Jen,

Your original post sounds like you've already got the plan to handle family/friends. My husband is an entertainer and has a huge following via email and his website. Once the "news" got out (we kept it quiet as long as possible, too), we were deluged. I have taken the brunt as, like you, my husband just doesn't feel like talking to each and every person. We both have large families, too, and I immediately made a "friends" group and "family" group in my email contacts. I posted on the website very generalized information on his health and unplugged our phone! For close friends, I sent a little more information via emails; for family, all the details. Of course, they immediately picked up the phone to call -- "it's just me calling" (never considering the other 100 folks who thought the same way). I would again, send out an email and explain that I really didn't have the time or energy to repeat the story verbally every other day to each person. To save my sanity (and job), I had to set them straight -- if I email, it's because I don't have the time nor the energy to call or sit down and talk. I have been extremely blunt with everyone regarding visitors. While I explained the first time that I had to be this way to give us both time to deal with issues and healing and to just have time to breathe, I only explained it once. If they didn't understand, they caught my temper the next time they "dropped by". We have been so fortunate to have great friends and family to support us and they have been overwhelmingly understanding.

But, remember to let your husband know that HE has the right not to be the bearer of news constantly, too. Tell him to set up a method NOW and to stick to it. He needs his strength to help you ... friends and family must understand or they shouldn't even be considered. Each time my husband underwent chemo treatments in hospital, I made sure nurses, floor staff, etc knew NO VISITORS. It is enough to deal with chemo (nausea, etc)without feeling you have to entertain, also. The few that got past the guards were met by me at the door and ushered out very nicely. No one wants "company" when they feel that lousy.

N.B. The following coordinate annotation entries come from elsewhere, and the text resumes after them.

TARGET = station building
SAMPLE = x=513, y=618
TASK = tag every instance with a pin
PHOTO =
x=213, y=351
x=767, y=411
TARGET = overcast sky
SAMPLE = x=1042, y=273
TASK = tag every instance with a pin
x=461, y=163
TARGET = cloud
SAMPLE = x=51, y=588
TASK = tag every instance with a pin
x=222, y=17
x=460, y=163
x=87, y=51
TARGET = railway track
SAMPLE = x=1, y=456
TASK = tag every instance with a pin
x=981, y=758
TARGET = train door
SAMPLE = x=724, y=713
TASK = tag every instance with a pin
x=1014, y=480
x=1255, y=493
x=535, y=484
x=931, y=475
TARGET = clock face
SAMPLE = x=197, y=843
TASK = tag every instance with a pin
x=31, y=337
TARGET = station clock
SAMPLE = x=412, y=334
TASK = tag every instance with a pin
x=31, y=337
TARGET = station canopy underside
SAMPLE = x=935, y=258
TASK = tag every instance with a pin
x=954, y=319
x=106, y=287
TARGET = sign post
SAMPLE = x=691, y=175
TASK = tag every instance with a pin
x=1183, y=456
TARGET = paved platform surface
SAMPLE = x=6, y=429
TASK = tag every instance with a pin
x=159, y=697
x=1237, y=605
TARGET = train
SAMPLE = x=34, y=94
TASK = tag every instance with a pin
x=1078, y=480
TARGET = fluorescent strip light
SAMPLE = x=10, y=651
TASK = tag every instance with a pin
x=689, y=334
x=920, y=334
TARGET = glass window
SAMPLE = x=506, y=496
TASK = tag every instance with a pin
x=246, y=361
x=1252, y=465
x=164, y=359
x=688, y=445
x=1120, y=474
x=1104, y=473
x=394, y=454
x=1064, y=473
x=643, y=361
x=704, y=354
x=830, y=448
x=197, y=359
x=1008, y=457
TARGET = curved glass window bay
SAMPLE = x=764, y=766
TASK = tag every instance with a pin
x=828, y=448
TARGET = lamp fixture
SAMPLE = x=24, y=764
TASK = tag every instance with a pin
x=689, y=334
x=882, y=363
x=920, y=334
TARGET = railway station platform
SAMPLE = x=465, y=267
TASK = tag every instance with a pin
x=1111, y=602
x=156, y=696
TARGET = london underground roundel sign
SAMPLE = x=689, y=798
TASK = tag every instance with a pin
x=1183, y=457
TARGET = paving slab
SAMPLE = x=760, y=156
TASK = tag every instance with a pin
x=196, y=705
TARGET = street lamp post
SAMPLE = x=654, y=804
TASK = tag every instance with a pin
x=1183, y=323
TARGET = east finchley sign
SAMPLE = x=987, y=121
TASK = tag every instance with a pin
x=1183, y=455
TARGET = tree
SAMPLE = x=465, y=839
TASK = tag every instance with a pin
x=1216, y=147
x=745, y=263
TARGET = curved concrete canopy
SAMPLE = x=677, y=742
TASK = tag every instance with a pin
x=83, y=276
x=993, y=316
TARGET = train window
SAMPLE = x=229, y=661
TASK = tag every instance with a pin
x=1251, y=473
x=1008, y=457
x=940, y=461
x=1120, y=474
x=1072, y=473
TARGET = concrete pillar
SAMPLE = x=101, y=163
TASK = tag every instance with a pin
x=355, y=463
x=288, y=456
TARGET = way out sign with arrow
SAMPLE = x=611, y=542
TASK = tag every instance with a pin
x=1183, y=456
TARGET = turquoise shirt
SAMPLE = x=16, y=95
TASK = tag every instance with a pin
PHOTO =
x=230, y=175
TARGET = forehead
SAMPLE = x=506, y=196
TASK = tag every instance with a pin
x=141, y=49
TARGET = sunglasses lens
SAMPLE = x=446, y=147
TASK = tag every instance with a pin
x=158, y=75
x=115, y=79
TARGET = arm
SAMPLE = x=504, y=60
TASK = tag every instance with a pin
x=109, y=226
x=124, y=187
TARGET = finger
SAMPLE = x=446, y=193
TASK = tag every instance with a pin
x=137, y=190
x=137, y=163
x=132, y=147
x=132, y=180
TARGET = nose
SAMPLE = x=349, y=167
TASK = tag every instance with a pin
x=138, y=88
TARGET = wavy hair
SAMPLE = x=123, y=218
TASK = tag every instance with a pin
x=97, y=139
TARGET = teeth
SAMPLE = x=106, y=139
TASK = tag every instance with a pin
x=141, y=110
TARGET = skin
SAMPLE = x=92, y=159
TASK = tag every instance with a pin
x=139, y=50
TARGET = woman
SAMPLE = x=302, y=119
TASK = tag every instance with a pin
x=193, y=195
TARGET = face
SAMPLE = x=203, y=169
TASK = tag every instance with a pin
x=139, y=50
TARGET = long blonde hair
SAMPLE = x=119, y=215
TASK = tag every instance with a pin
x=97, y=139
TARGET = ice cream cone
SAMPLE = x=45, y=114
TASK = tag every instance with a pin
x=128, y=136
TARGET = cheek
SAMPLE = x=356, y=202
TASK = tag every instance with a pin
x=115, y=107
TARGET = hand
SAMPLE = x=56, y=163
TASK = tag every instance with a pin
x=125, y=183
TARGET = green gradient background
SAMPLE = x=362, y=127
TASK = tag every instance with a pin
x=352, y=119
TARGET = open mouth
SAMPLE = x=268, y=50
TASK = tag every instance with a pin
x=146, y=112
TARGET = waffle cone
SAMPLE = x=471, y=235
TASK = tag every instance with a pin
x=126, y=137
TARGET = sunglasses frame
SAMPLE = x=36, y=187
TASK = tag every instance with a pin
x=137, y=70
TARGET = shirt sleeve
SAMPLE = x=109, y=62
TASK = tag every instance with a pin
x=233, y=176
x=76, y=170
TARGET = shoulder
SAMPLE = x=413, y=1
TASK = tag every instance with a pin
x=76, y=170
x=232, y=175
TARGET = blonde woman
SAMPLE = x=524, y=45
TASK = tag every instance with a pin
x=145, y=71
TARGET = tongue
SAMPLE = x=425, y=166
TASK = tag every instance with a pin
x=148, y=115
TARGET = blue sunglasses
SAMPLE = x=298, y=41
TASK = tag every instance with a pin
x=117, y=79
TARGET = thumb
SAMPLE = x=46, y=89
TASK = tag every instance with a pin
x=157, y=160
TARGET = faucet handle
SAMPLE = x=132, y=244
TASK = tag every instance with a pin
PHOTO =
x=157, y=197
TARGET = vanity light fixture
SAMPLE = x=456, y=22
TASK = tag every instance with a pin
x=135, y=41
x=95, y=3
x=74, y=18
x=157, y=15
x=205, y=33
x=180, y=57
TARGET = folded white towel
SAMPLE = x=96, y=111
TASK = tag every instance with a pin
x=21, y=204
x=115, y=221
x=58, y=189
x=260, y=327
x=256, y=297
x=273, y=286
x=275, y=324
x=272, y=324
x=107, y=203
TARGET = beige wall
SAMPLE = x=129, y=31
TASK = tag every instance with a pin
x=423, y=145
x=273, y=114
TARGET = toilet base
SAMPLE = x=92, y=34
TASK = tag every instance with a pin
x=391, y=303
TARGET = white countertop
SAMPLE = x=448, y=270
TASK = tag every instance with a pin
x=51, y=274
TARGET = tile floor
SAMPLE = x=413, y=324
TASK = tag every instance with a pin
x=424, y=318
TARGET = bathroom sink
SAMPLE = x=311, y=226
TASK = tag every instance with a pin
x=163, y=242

Take care of YOURSELVES. Believe me, your husband needs to know this NOW, too. Rusty & I have been through some tough, tough times this past year and I have reached my emotional and physical limits, too. He has to realize that he has to take care of his needs in order to meet yours. During the worst times, in order to keep my sanity while still trying to work partial days, I have gotten a trusted family member or friend to "sit" with my husband. He really didn't need someone there but I needed someone there to relieve my mind so I could focus on earning an income.

Yall keep your spirits up and don't worry about anyone else. As Ed said, YOU are the center of your health. In this past year, I have dropped a lot of things I used to do that I thought were important or necessary. I had to do this to be more available to help Rusty heal and deal. I don't miss them and they apparently weren't TOO necessary to my life. We went through Hurricane Ivan and, my Type "A" self thought, 'you have to repair everything now!' -- well, I didn't HAVE to and I still HAVEN'T and, you know what, it really isn't that big a deal! I'm working through it at the pace I can deal with and still keep my "duties" with Rusty and my job and myself and things will work out.

I think most people are genuinely concerned and want to help if they can. They don't realize that help can be rest and quiet and time.